The mind takes odd paths when you are alone at sea. I stood on the flybridge smiling, remembering, going over certain kind moments again and again. The dusk sea breeze was soft on the right side of my face, a bit of loose tape and gauze fluttering in the light wind. I went below and pulled my Marquesas chart out of the rack. I would be there in little more than an hour. I got the straightedge, found a good safe course, then adjusted the dial of the little Benmar autopilot and engaged it. The soft hydraulic whir of electronics took control of Sniper while I worked. I had had the running lights on: red and green haze of port and starboard bow lights and the soft white glow of stern light beneath the softer light of moon and stars over the black sea. I flicked on the Si-Tex radar system, hearing the rhythmic hum of the whirling antenna mounted above and forward. I watched for lime-green bleeps on the twelve-inch screen. None. Good clear sea, safe water. I punched off the running lights, cruising in darkness. The Sniper was built for darkness. And so was I.
At night, alone, you fiddle with things. You fart around and tinker, studying charts, and relax in the comfortable lift and heave of seas. I put coffee on to boil, and it filled the cabin with its good smell. Waiting, I got a cold beer and drank it slowly, enjoying it. I switched on the cabin light and sat in the booth with my chart—checking, occasionally, the sweep of radar screen, and standing to scan the darkness with my own eyes. Just in case. I got out Norm Fizer’s folders, and matched the Loran coordinates of my search area with those on my chart.

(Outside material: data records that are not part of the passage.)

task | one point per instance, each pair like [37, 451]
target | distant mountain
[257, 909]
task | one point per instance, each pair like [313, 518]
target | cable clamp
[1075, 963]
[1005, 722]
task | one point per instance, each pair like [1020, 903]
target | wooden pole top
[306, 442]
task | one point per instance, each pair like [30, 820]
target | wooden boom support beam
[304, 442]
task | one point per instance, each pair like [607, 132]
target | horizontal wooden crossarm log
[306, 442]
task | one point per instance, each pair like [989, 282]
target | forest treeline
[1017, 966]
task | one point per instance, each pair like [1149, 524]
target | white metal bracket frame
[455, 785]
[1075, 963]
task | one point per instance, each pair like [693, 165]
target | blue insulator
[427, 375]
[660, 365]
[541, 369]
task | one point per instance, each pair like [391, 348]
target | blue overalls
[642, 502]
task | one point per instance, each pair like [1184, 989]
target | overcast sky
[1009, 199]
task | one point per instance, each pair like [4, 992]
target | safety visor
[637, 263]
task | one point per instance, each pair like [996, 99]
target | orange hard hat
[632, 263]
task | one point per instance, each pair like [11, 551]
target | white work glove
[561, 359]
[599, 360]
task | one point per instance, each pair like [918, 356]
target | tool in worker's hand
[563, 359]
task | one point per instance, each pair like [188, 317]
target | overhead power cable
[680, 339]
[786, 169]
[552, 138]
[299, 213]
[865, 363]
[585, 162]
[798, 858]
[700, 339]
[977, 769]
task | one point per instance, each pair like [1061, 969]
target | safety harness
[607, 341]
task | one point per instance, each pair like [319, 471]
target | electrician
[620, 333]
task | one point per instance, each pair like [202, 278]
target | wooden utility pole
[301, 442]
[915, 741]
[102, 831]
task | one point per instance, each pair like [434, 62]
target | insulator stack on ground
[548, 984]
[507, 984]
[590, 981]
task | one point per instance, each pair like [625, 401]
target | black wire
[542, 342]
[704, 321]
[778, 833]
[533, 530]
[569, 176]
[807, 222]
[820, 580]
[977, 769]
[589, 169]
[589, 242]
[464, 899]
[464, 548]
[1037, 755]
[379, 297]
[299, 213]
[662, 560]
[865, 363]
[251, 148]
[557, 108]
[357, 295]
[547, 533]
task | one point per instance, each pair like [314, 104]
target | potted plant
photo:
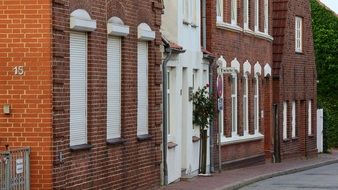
[203, 112]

My area began a few degrees off the intersecting of the 43780 and 13876 lines, and went on to include about three square miles of water. One hell of a lot of sea. With the straightedge I squared the area with a pencil and realized that it wasn’t the safest water around—it included most of the old bombing and strafing area. At the bottom of the folder was a scribbled note from Stormin’ Norman: “Only permit available—be careful, you old fool!”